The proposed aetiopathogenesis of this disorder includes infection, trauma, metabolic derangements, immunological dysfunctions, and apoptosis, while inflammation seems to be a common histopathological sign in the subcutaneous tissue with lymphohistiocytic infiltration.[2] No standard therapeutics have been recommended. Multiple treatments, including systemic corticosteroids, chloroquine, penicillin, vitamin E, and ibuprofen, alone or in combination with topical therapies have been tried but revealed controversial effects.[3]

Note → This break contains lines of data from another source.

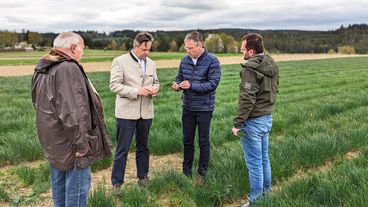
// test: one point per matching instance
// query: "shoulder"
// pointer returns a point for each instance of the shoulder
(123, 58)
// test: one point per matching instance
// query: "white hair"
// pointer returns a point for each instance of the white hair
(66, 40)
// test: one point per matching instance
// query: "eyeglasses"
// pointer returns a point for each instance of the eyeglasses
(189, 48)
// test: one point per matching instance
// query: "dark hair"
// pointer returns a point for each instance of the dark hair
(195, 36)
(142, 37)
(255, 42)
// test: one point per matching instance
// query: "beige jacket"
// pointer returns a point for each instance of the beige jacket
(125, 80)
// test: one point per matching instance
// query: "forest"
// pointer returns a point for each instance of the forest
(351, 38)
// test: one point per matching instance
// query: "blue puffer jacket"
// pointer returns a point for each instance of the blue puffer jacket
(204, 78)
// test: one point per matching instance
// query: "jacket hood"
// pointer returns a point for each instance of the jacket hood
(263, 64)
(54, 57)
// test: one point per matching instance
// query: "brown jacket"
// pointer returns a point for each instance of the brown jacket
(69, 113)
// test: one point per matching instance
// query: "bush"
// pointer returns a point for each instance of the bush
(331, 51)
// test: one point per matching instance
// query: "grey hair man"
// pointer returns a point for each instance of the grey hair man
(69, 120)
(134, 81)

We speculate that oral prednisone might be a preferred treatment option owing to its anti-inflammatory and immunoregulation effect. Therefore, we searched PubMed (U.S. National Library of Medicine, www.pubmed.gov), Web of Science (apps.webofknowledge.com), Google Scholar (scholar.google.com), CNKI (www.cnki.net, in Chinese), and Wanfang (www.wanfangdata.com.cn/, in Chinese) databases with the keywords of 'lipodystrophia centrifugalis abdominalis infantilis', found 72 publications. We identified 6 cases treated with systemic corticosteroids.

The main characteristics of all 7 cases (including ours) are summarized in [Table 1].[2],[4],[5],[6],[7] The clinical manifestations included depressed plaques (7/7), inguinal lymphadenopathy (3/7), and hair loss (2/7). Skin biopsy showed varying degrees of inflammatory infiltration in the degenerating adipose tissue. After treatment with systemic corticosteroids, favourable response was seen in 5 (71.4%) patients out of 7. In the successful cases, systemic prednisone or prednisolone was used at a dose of 1mg/kg per day. Among the 2 failed cases, case 5 used prednisolone at 0.16mg/kg, whereas case 2 did not mention the dosage. No side effects were reported in these publications. Based on the 7 cases, we speculate that a low dose of systemic corticosteroids can reduce the inflammation and cause improvement. Nevertheless, when we choose systemic corticosteroids for patients, it is necessary to exclude relative and absolute contraindications like potential infection, development of pediatric patients, and timely tapering of the medication dosage.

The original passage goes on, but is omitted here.